We liked these questions, playing around with the old ideas that were used by the founders, Coulomb, Gauss, Faraday.
The electic charge density on a small plane piece $dO$ of a charged conducting surface $S$ is called electric induction, because it can be induced by an electrostatic charged, small ball approaching the conducting surface.
$$D = 1/\varepsilon\ E = \frac{dQ}{dS} $$.
By elementary surface integrals over differential surface densities, the induction field $D$ is a map from areas between coordinate lines of constant coordinate values. On a sphere the areas are the wedge product of the euclidean metric differentials of the coordinates
$$ dS = r d\theta \wedge r \sin \theta d\phi$$
These maps have an orientation and are expressed as signed wegde products of the basic linear appoximations to the coordinate lines.
In principle, a differential form $dx$ counts, how many lines of constant $x=c$ any vector is crossing.
$$ dx (a e_x + b e_y) == a $$
The signed wedge product defines an antisymmetric map with two arguments
$$ dx \wedge dy (a e_x + b e_y, c e_x + d e_y) == a d - b c$$
Physicists prefer to call this the cross product of the two tangent vectors, perpendicular to the rectangle spanned by $dx, dy$ between coordinate lines.
Mathematically there is no norm nor a notion of orthogonality in multiple integrals, its a normless summing of a density function over elementary coordinate n-cubes with an orientation scheme, such that the integral over inner surfaces of a partion in n-cubes vanish.
So, under a surface integral,
$$D = \rho r^2 \sin \theta d\theta\wedge d\phi $$
simply counts the signed areas with, the sign given by the order and growing direction of the cordinate edges.
The electric induction field $D$ is a surface density 2-form and there is no need to make a vector of it.
The result is Coulomb's celebrated law, that connects the surface charge density 2-form with an acceleration 2-form acting on a massive point charge, in this case as arguments two velocity vectors, one in the directions of space and one in time.
$$\frac{charge}{length^2}\ \{ \frac{A s}{m^2} \}\ \to \
\frac{energy}{length} \ \{ \frac{A V s}{m} \} == \frac{mass \ length} {time^2} \ \{ \frac{kg m}{s^2} \}$$
The electric field definition includes a euclidean norm, namely the square of velocities (not lengths). So the electric field definition needs a metric. The metric is readily introduced by a metric on the linear maps
$$ dx_i . dx_k == (g^{-1})ik $$
The inverse of the metric is used, because Einstein introduced $g$ on vectors. In our case we chose ,what the euclidean metric imposes for the pure coordinate differentials
$$d\phi \cdot d\phi = 1/( r^2 \sin^2 \theta),\ \ d\theta \cdot d\theta = 1/ r^2$$
The system is orthogonal, the non-diagonal products are zero.

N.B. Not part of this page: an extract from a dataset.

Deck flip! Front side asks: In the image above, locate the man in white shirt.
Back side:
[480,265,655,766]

The so called Hodge product of forms yields the electric force 2-form by the metric product with the 4-volume form of space-time.
$$ \left( \ dct \wedge dr \wedge r\ d\theta \ \wedge r \sin \theta\ d\phi \ \right) \cdot \
\left(\ D(R) \frac{R^2}{r^2} \ r\ d\theta \wedge r\ \sin \theta \ d\phi \ \right) == \ D(R) \frac{R^2}{r^2} dct \ \wedge \ dr $$
By spherical symmetry, the $D$-Field outside the conducting sphere is
$$ D\left(r\right) = \ \frac{ Q} {(4 \pi R^2)}\ \ \left(\frac{R}{r}\right)^2 $$
no electric charge inside, please.
We know that the electic field $E = c/r^2$ in any coordinate system is smooth, so we have
$$\partial_\phi E_r = \partial_r E_\phi$$
etc, that implies rot E=0 and so it follows, $E$ is the gradient of a potential function up to a constant.
Let's set
$$ \Phi\left(r\right) \ = \ \int\ E \ dr \ = \ 0$$ at infinity.
Now with
$$\Phi\left(r\right) = \frac{Q}{4 \pi \varepsilon} \ \frac{1}{r}$$
independent of the sphere radius $R$. The continuity at the surface with the jump in the derivative is given by the charge density, the potential in the inner is constant (Faraday cage) completely independent of the charge distribution. In this picture, there is no force between charges on the symmetric charged sphere, all forces point radial to infinity.
But a charged point does not move. So what?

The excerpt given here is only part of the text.